На протяжении нескольких последующих дней они провели массу времени в обществе друг друга: гуляли, разговаривали, играли с Джорджем. Георгина, почти целый год убеждавшая себя в том, что Кендрик ей не нужен, что она не видит больше для него места в своей жизни, с каждым днем снова и снова влюблялась в него все глубже и глубже. Это сбивало ее с толку, она чувствовала, что здесь кроется для нее какая-то опасность, ее постоянно преследовала мысль о той другой девушке (о которой Кендрик больше ни разу не вспоминал), но сопротивляться этому Георгина не могла. Она понимала, что любила его слишком долго и сильно, знала слишком близко и хорошо, чтобы теперь относиться к нему бесстрастно, просто как к счастливому воспоминанию.

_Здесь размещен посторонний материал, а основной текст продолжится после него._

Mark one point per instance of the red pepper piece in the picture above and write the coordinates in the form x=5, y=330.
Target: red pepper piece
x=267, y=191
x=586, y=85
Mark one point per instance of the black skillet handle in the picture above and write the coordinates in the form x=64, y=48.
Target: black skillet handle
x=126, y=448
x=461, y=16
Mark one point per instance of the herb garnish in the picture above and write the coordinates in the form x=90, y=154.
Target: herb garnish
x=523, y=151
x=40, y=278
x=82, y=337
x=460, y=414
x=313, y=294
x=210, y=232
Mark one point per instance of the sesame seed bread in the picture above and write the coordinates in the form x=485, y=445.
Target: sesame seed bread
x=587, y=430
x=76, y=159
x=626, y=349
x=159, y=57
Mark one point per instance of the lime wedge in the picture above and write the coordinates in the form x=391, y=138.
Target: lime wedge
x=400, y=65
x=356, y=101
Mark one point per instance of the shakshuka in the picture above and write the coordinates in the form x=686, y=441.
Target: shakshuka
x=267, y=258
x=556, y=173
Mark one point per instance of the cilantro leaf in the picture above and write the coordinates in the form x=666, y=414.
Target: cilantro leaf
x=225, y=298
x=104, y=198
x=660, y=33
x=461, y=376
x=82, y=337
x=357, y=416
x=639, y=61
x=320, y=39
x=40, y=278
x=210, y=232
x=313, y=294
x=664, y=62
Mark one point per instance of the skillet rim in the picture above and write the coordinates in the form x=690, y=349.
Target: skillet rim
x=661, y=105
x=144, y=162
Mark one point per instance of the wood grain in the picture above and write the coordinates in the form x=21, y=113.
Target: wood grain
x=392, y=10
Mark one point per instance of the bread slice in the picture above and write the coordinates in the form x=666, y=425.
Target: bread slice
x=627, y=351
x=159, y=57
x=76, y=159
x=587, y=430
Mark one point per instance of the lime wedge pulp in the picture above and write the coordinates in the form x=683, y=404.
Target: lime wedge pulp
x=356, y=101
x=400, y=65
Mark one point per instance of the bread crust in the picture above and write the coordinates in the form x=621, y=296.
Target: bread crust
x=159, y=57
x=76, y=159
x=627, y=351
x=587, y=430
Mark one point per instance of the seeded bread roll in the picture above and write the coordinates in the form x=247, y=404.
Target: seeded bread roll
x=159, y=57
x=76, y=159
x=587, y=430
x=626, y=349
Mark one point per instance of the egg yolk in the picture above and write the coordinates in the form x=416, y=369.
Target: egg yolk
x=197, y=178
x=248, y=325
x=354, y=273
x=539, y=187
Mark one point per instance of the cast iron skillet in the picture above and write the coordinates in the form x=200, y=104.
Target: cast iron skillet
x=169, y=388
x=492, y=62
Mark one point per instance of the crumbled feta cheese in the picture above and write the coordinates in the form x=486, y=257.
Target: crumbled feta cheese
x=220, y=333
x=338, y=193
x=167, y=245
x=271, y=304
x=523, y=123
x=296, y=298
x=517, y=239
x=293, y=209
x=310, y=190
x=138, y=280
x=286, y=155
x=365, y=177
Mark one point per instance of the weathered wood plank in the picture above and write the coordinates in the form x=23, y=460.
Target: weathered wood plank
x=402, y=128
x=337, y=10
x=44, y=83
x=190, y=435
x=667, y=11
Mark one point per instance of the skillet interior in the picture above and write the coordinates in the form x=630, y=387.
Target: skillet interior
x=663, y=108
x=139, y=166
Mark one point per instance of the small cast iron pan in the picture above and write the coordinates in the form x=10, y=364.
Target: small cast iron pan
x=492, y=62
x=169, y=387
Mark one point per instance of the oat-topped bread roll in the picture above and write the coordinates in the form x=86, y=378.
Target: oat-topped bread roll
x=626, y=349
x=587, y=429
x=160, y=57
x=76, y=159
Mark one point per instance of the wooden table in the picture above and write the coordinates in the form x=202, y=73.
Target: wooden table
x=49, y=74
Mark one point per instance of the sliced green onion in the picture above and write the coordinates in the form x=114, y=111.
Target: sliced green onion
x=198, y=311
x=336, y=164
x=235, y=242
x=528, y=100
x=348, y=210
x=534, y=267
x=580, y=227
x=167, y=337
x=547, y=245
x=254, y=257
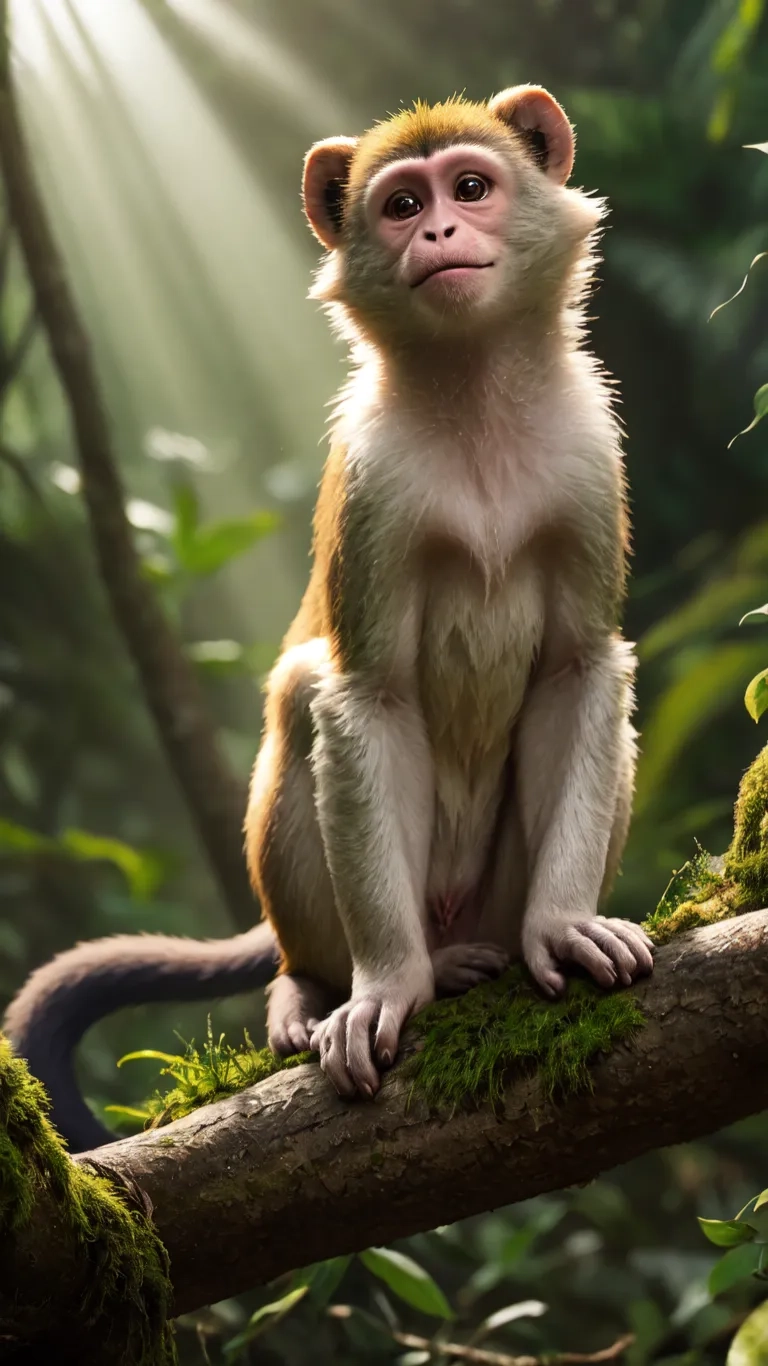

Он был самой первой и самой большой любовью в ее жизни, он стал отцом ее ребенка, он был тем мужчиной, за которого она долгое время хотела и строила планы выйти замуж; и его невозможно было теперь легко и просто поместить на какую-то отведенную ему в душе полочку как обычное воспоминание, как часть прошлого, даже как друга, пусть и очень дорогого и близкого. «Как интересно, — думала Георгина, лежа без сна в одну из этих жарких ночей, — во мне снова пробуждается физическое влечение к Кендрику». Поначалу она не испытывала к нему ничего, кроме сиюминутных эмоций; да и в любом случае у нее давно уже совершенно отсутствовали какие-либо сексуальные желания; но теперь с каждым днем физическое влечение к нему становилось все сильнее, все острее и неодолимей. Она стала вспоминать с необычайной яркостью и отчетливостью, как чувствовала себя с ним в постели, с какой лаской и вниманием он к ней относился, как хорошо понимал ее, умел угадывать, чего ей хочется, и исполнял эти желания нежно, страстно и с безграничной любовью. От этих воспоминаний она почувствовала себя несчастной, у нее появилась раздражительность; заново возникшее желание становилось уже таким сильным, что причиняло ей физическое неудобство, а в присутствии Кендрика ей было трудно спокойно усидеть на месте.